Opinion
October 19, 1989
Appeal from the District Court, Nassau County, Zelda Jonas, J.
Mardon R. Israel for appellant.
Cally Cally (George R. Cally of counsel), for respondent.
MEMORANDUM.
Judgment unanimously modified by increasing the recovery to $518.63, and, as so modified, affirmed, with $10 costs to plaintiff.
In this action for no-fault first-party benefits, the required forms were sent to the defendant carrier on March 2, 1988. The action herein was commenced by the service of a summons and complaint on the Superintendent of Insurance on April 18, 1988. Defendant paid the bill plus interest on April 26th and the summons and complaint were filed with the court on May 16, 1988. The lower court held that since the summons and complaint were not filed until after payment of the claim, that service was not "completed" until that time (see, UDCA 410 [b]) and therefore payment of the claim was made prior to the "commencement" of this action. We disagree.

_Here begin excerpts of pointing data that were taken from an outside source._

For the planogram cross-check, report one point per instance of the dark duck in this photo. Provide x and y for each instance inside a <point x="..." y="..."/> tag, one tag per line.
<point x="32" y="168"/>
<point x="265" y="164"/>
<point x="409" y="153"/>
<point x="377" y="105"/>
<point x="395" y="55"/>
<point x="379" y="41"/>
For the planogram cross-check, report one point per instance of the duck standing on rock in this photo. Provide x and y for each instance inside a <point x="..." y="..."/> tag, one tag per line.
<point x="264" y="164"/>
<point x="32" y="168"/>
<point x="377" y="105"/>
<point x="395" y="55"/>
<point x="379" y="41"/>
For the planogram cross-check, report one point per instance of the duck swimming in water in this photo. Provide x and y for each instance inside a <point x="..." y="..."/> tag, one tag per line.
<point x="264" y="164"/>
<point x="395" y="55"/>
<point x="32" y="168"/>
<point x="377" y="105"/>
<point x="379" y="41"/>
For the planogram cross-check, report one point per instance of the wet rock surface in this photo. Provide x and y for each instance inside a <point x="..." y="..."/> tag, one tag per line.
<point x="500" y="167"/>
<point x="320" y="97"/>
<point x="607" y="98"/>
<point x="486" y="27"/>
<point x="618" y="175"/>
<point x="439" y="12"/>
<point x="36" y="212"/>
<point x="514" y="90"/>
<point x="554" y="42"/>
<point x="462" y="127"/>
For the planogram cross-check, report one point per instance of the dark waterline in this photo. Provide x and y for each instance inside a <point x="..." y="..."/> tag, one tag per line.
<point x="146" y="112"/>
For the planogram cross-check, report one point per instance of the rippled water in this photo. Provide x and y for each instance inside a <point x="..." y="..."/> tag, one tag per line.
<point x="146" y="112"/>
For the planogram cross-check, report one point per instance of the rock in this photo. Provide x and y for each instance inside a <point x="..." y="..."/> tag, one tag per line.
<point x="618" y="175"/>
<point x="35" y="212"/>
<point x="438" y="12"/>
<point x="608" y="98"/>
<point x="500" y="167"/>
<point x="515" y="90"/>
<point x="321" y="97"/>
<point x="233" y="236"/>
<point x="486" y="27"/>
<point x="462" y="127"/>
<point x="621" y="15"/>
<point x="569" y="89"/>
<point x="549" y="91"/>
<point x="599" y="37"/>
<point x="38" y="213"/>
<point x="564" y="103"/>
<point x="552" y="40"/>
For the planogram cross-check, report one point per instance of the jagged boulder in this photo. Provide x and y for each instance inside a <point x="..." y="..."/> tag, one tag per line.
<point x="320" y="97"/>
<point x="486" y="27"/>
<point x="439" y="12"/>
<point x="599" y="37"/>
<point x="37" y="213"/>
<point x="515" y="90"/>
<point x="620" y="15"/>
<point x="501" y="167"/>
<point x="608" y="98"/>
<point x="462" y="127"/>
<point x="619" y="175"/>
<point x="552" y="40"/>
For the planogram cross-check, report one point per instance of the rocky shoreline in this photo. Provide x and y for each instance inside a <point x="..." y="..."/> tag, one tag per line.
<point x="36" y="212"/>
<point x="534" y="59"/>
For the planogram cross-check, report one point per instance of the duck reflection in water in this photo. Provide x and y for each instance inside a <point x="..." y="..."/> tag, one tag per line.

Section 1212 Ins. of the Insurance Law provides that the Superintendent of Insurance is designated as the attorney for an insurer doing business in this State and that said Superintendent is authorized to accept process for the insurer. UDCA 2102 provides that provisions as to practice and procedure of the CPLR are applicable to the District Court. CPLR 304 provides that an "action is commenced and jurisdiction [is] acquired by service of a summons" (emphasis added). While UDCA 410 (b) provides that service is not complete until the summons is filed with the court, said section merely sets forth the time when a defendant must answer the summons and not to when the action is "commenced" (see, Siegel, Commentary on Revision, McKinney's Cons Laws of NY, Book 29A, CCA 410, at 116). Therefore, payment of this claim was not made prior to the commencement of this action. Consequently, the provisions of 11 NYCRR 65.16 (c) (8) (iv) apply to the establishment of counsel fees, and under this regulation, the fee is 20% of the amount of first-party benefits plus interest. That amounts to $518.63 and judgment in that sum should be entered in plaintiff's favor.
DIPAOLA, P.J., GEILER and COLLINS, JJ., concur.